The unnamed official's comments were carried by Syrian state TV one day after the U.S.-led coalition said a U.S. airstrike struck pro-Syrian government forces it said posed a threat to American troops and allied rebels operating near the border with Jordan.
The attack was the first close confrontation between U.S. forces and fighters backing President Bashar Assad. It also comes at a time when the U.S. presence in Syria is becoming more visible, mostly in the northern parts of the country where American troops are backing Kurdish-led forces fighting the Islamic State group.
This "flagrant aggression launched by the International coalition exposes the falsity of its allegation about fighting terrorism and undoubtedly demonstrates the reality of the Zionist-American project in the region," the Syrian official said.
The Syrian government has vowed to reach the border area with Iraq, a step that is likely to be opposed by the United States and its allies who back rebels fighting IS in the same area. A road between Iraq and Syria would facilitate the flow of assistance from Iran that is a strong backer of Assad.
The coalition said "apparent" Russian attempts to stop pro-Assad forces from moving toward Tanf, as well as warning shots and a show of force, had failed.
American officials and Syrian activists said the strike took place in the desert near the border with Jordan, although it was unclear if it struck the Syrian army or just militias allied with the government.

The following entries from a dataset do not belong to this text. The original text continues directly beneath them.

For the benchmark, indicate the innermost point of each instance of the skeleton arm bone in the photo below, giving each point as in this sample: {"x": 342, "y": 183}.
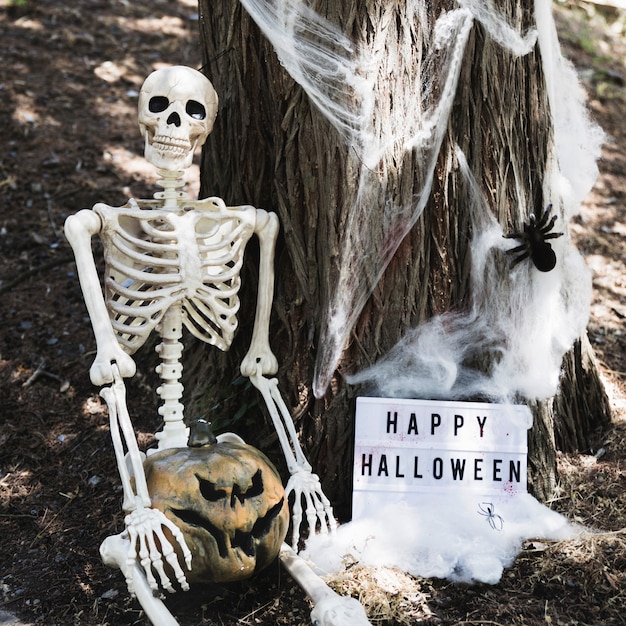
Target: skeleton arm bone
{"x": 79, "y": 229}
{"x": 330, "y": 609}
{"x": 143, "y": 524}
{"x": 303, "y": 483}
{"x": 260, "y": 353}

The Syrian military official clarified on Friday that the area attacked was a military position along Tanf highway in the desert.
The region around Tanf, where the borders of Jordan, Syria and Iraq meet, has been considered a de-conflicted zone, under an agreement between the U.S. and Russia that went into effect earlier this month.
Speaking to reporters, U.S. Defense Secretary Jim Mattis said the U.S. will defend its troops in case of "aggressive" steps against them. He was asked if the airstrike increases the U.S. role in the Syrian war.
The Syrian military official said that attempts to justify this attack by claiming that the targeted troops did not respond to the warning not to advance are "categorically rejected."
The Syrian official did not give a number for how many soldiers were killed but said the Syrian army is fighting terrorism and that no one had the right to decide which areas the army can carry out operations. The Syrian Observatory for Human Rights said the strike destroyed vehicles and killed eight militiamen.
The government-controlled Syrian Central Military Media said there is an agreement between Syria, Russia and Iran about pushing ahead in the fight against IS in the desert toward the Iraqi border. It added that "the Americans have no right to specify in which direction the Syrian army moves since it owns the land and has the right to spread the country's sovereignty on all the land."
"The Syrian army will not be prevented by any force on earth from continuing its duty in fighting anyone that tries to occupy Syria," the SCMM said. It added that the Americans asked the Russia to pressure the Syrian army to stay 15 kilometers (9 miles) away from their "illegitimate bases in Tanf."
A U.S. official told The Associated Press that pro-government "forces must now withdraw outside of the established de-confliction zone to avert further Coalition action and remove the threat to our forces." He added that forces of the U.S.-led coalition will continue to defend themselves against IS or any other threat to Coalition or partnered forces in the area.